Xpertise Recruitment is excited to partner with an innovative player in the financial services sector, and we're on the lookout for a talented Engineering Manager / Integration Lead to join their Technology & Transformation leadership team. This is a unique opportunity to spearhead a brand-new tech capability, driving key technology initiatives and aligning them with broader business goals.

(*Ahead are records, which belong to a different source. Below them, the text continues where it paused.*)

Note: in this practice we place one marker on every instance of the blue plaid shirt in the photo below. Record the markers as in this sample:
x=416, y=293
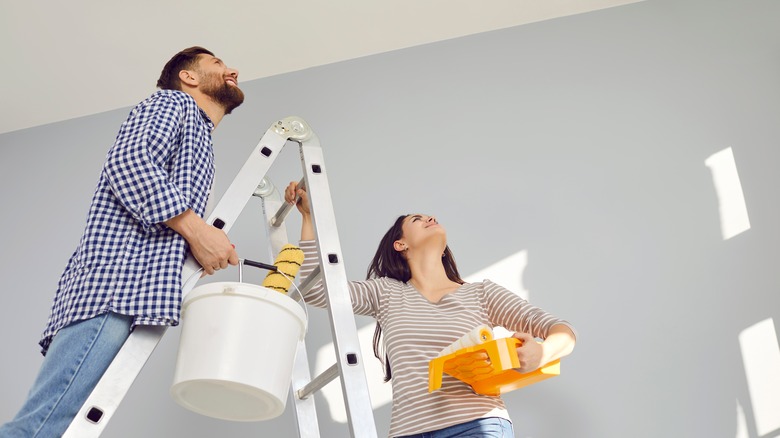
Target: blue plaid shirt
x=128, y=261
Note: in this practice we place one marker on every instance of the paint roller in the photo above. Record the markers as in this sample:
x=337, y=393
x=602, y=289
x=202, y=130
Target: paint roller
x=287, y=264
x=476, y=336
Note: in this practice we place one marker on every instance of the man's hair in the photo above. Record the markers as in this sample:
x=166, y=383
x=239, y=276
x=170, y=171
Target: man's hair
x=184, y=60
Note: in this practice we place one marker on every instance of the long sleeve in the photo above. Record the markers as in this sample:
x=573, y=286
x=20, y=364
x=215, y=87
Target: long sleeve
x=146, y=169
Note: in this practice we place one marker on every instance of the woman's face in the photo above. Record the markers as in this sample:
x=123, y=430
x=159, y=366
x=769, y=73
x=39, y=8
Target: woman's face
x=419, y=229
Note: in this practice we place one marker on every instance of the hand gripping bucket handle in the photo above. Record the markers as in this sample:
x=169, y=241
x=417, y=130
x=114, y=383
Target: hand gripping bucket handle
x=237, y=348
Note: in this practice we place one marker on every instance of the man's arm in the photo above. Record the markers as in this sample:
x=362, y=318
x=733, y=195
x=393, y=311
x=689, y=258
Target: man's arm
x=209, y=245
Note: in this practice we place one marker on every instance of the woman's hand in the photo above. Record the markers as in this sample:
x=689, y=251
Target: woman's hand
x=298, y=197
x=559, y=342
x=529, y=353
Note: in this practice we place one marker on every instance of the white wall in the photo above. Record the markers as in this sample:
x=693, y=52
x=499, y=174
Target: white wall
x=581, y=141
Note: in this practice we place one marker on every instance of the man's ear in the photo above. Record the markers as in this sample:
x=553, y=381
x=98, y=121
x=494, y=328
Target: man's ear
x=188, y=77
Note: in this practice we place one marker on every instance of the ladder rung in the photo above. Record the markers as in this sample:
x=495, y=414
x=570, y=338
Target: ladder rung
x=319, y=382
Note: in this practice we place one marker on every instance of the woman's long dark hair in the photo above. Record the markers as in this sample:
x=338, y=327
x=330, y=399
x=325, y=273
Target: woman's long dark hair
x=388, y=262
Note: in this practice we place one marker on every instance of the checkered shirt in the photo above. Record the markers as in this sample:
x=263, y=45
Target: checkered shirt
x=128, y=261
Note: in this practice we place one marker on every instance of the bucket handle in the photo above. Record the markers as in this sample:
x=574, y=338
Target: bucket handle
x=242, y=262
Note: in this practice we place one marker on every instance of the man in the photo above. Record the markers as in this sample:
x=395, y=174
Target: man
x=145, y=214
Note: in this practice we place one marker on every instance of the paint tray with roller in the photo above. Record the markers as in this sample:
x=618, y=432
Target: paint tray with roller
x=495, y=375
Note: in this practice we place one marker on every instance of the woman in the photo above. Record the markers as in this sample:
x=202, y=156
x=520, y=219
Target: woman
x=416, y=295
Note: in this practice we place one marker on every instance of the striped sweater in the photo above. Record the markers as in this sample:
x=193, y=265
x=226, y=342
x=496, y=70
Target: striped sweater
x=415, y=330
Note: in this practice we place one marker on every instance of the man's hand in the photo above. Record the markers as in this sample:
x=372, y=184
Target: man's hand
x=209, y=245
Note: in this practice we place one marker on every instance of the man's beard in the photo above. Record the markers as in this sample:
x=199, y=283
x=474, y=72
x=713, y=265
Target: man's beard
x=228, y=96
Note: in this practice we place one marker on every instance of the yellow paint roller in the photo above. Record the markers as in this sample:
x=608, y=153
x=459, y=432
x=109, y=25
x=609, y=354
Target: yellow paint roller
x=288, y=262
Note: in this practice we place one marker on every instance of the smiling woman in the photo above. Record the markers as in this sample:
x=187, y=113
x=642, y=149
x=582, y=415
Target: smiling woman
x=421, y=305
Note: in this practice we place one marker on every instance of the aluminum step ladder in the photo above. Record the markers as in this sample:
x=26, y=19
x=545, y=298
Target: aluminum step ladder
x=250, y=181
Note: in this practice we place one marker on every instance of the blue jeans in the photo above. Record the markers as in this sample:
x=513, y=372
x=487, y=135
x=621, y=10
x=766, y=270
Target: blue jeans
x=492, y=427
x=78, y=356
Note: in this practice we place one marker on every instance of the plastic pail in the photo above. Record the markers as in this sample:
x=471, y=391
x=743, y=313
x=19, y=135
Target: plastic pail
x=236, y=352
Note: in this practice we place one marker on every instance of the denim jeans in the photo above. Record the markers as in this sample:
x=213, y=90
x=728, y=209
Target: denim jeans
x=492, y=427
x=78, y=356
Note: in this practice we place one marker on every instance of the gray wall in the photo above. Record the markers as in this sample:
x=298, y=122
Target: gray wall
x=580, y=140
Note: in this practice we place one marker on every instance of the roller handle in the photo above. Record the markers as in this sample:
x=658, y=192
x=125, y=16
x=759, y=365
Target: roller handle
x=260, y=265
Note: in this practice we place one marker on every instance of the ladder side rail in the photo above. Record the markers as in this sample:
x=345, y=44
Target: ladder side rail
x=348, y=357
x=131, y=358
x=304, y=408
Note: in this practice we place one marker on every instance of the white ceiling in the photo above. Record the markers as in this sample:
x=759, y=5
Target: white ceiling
x=74, y=58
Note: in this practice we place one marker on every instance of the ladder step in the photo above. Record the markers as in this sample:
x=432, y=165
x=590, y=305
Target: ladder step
x=319, y=382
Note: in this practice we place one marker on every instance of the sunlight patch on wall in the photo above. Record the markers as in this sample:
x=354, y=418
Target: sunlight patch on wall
x=731, y=200
x=761, y=356
x=507, y=272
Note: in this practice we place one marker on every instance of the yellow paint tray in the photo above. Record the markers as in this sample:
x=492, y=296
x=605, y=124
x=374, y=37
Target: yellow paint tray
x=492, y=376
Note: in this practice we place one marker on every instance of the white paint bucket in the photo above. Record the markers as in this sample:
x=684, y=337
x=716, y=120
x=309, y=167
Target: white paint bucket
x=236, y=352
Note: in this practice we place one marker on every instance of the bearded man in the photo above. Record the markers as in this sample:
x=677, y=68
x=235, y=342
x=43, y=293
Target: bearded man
x=146, y=212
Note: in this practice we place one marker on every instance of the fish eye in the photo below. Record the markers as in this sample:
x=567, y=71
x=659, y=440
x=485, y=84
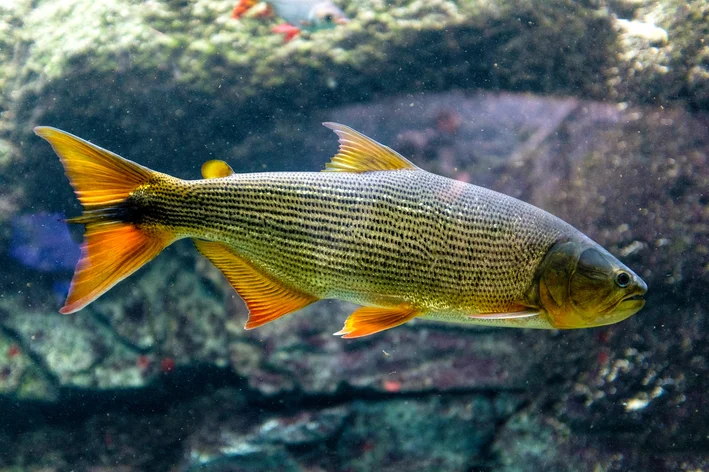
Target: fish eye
x=622, y=279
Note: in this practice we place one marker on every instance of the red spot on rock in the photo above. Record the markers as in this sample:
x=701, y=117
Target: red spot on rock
x=288, y=31
x=167, y=365
x=391, y=386
x=13, y=351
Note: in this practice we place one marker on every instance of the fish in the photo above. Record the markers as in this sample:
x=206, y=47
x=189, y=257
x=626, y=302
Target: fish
x=305, y=14
x=372, y=228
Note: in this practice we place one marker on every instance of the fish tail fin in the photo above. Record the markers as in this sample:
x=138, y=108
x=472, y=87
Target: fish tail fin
x=114, y=245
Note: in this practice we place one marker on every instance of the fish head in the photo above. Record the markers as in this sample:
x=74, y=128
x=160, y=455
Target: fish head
x=327, y=15
x=581, y=285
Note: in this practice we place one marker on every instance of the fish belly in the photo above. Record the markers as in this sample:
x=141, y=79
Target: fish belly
x=378, y=238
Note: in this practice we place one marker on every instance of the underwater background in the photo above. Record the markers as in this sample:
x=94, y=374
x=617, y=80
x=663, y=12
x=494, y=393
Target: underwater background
x=593, y=110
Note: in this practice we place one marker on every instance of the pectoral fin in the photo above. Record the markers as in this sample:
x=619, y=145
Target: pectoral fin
x=266, y=297
x=370, y=320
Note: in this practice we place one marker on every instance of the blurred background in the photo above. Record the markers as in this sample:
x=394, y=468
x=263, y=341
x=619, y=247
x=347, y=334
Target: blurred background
x=593, y=110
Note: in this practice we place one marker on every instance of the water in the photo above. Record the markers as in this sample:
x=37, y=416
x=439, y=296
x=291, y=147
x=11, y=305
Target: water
x=594, y=112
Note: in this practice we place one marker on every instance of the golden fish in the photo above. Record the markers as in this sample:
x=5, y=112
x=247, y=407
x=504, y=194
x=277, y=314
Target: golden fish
x=372, y=229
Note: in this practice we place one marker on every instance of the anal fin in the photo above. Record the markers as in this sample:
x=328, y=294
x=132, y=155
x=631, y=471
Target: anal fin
x=370, y=320
x=266, y=297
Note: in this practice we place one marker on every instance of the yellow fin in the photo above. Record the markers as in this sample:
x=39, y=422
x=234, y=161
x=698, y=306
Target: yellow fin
x=99, y=177
x=370, y=320
x=266, y=298
x=358, y=153
x=110, y=253
x=113, y=246
x=214, y=169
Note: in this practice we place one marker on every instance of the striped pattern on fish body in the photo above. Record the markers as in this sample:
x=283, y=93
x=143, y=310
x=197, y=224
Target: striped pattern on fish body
x=378, y=238
x=374, y=230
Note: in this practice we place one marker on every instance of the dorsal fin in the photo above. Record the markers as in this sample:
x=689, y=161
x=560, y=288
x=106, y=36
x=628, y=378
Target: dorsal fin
x=358, y=153
x=215, y=168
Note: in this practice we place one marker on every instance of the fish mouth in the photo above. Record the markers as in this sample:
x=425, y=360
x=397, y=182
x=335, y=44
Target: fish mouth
x=632, y=303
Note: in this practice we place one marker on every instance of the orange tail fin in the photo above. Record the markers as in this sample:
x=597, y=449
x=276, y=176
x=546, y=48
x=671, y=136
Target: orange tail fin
x=113, y=247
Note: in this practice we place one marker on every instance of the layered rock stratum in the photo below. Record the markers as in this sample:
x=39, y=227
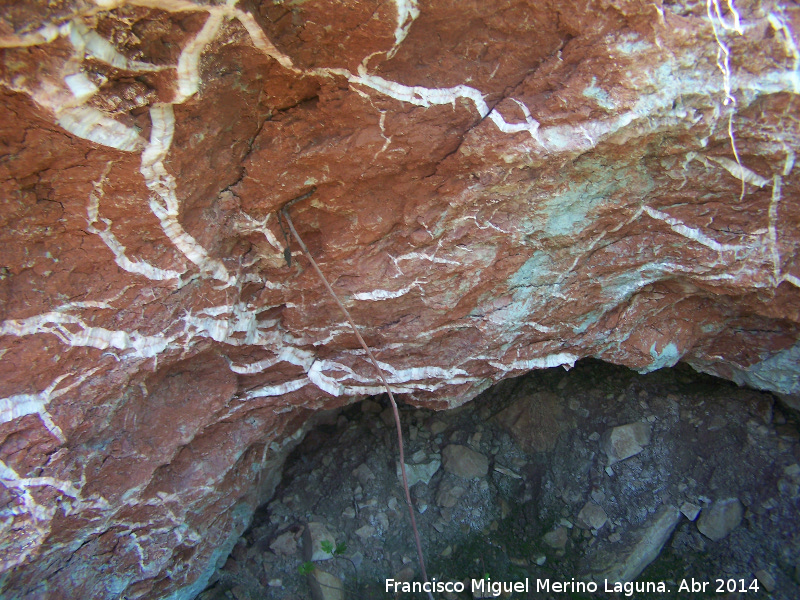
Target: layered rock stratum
x=499, y=187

As Engineering Manager, you’ll take on a pivotal leadership role, shaping the future of the organisation’s technology roadmap and fostering a culture of continuous improvement. You’ll focus on driving value-led outcomes and positioning technology as a core business enabler.

This is a rare chance to build a brand-new technology function from scratch. You’ll have the autonomy to shape architecture, lead a talented team, and drive tech-led transformation. You’ll be instrumental in turning this business into a truly modern, technology-driven organisation, with tech at the heart of everything they do.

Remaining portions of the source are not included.